Latex gloves and other latex rubber materials, contain natural latex. These gloves are often added with cornstarch powder to reduce friction, like when a surgeon dons the glove and many other chemicals. It is important to point out that anything that is foreign to the body can cause an allergic reaction depending on the gravity of the human body's response to it. The body can react in different ways. Normally, there would be little to no reaction at all. However when one is allergic to the latex, in a glove for example, there are three major possible reactions.
The least dangerous of these is a reaction that is contained locally, called Irritant Dermatitis. This is when the latex causes an irritation in the skin in contact to it but does not involve the systemic immune response of the body. This is not considered an allergic response, however, irritant hand dermatitis causes breaks in the skin integrity which could permit a lot more of the sensitizing latex proteins or chemicals to enter into the body. This could turn an uncomplicated dermatitis into a full blown latex allergy. Irritant Dermatitis could also be caused by inadequate drying after washing the hands, scrubbing the skin too hard or using very strong detergents, the mechanical abrasion sometimes caused by the glove powder, or anything that could dry the skin and encourage cracks and cuts in it.
The second reaction that the body could have is the Delayed Cutaneous Hypersensitivity or the Type IV Allergy. This reaction is still local, limited to the skin exposed to the allergen and mediated by the T-cell lymphocytes. The danger, again, is when the skin breaks and permits the entry of more of the allergen. The difference of this reaction is that the signs of the reaction are seen 6 to 48 hours after exposure.
The third possible reaction of the body is the Type I Allergy. It is a systemic allergic reaction and its symptoms occur almost immediately or half an hour after exposure to latex. The reaction is caused by the Immunoglobulin E antibodies that are specific to the proteins found in natural latex. A person can be exposed to latex through different routes like cutaneous, (skin), mucus membranes (nose, mouth), aerosol (inhalation), or parenteral (blood). The symptoms could range from a not-so-serious case of rhinitis or conjunctivitis to hives and asthma brought about by bronchoconstriction. It is when these symptoms are full-blown than they become fatal like cases of hypotension and anaphylaxis.

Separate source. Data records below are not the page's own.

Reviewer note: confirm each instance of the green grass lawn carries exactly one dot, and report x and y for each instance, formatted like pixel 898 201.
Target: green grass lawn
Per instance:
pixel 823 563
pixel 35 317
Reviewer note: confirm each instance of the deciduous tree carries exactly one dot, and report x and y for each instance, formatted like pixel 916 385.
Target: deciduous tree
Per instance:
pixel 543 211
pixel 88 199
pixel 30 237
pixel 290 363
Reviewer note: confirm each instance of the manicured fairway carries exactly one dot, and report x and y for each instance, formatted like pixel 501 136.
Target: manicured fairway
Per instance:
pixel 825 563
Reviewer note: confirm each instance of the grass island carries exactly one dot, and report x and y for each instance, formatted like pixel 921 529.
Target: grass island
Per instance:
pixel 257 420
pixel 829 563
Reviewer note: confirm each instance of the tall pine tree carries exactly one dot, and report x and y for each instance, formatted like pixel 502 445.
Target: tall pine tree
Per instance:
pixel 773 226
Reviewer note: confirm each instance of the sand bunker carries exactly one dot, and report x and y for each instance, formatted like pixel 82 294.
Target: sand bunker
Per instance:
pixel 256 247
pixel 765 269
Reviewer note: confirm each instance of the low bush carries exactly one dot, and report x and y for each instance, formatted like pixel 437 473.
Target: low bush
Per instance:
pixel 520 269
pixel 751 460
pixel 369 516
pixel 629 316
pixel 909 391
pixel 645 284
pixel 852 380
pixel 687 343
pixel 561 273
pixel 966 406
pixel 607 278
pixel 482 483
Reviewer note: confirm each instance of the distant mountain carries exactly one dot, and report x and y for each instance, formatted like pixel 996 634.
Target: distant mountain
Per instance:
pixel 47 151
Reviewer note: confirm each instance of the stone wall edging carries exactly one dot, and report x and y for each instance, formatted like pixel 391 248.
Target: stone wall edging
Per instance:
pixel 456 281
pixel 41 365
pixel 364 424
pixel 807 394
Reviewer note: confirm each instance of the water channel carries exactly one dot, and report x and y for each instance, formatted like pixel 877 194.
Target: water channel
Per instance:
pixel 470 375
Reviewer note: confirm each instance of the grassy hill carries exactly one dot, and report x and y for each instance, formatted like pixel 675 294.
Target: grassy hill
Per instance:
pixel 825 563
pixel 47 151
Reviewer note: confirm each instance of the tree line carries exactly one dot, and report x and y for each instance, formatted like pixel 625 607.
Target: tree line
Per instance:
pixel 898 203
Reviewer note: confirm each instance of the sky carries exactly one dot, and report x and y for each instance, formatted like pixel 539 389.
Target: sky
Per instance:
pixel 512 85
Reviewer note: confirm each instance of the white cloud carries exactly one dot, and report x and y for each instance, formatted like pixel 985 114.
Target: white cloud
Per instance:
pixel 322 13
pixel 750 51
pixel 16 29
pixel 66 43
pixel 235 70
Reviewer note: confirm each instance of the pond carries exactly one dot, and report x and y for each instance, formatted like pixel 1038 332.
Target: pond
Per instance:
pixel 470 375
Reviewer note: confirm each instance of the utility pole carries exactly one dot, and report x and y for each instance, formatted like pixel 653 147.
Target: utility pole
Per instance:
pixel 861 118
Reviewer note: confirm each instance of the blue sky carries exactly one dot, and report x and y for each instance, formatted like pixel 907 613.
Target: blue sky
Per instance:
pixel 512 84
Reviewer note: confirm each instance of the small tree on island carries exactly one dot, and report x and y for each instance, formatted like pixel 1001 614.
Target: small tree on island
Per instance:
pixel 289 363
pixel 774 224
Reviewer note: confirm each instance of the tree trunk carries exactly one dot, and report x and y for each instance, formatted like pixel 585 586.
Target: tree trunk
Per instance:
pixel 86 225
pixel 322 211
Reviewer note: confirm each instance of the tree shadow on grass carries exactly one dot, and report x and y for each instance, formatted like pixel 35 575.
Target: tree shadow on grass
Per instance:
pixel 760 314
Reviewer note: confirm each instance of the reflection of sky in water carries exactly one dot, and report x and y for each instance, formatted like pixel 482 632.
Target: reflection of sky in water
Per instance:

In the use of surgical gloves, it is not only the latex that is the issue. The use of cornstarch powder, which has been a staple in glove manufacturing to reduce friction, also plays a major role in the allergies caused by latex gloves. Research has shown that the cornstarch powder binds with the latex proteins in the gloves. This union allows the antigen in the gloves to reach the wearer's skin (especially when the skin becomes moist) and, ultimately, the patient the person is in contact with. Also, when the gloves are removed, the cornstarch powder is released into the air carrying with it the latex proteins. This is the major factor that causes most of the aerosolized latex allergies.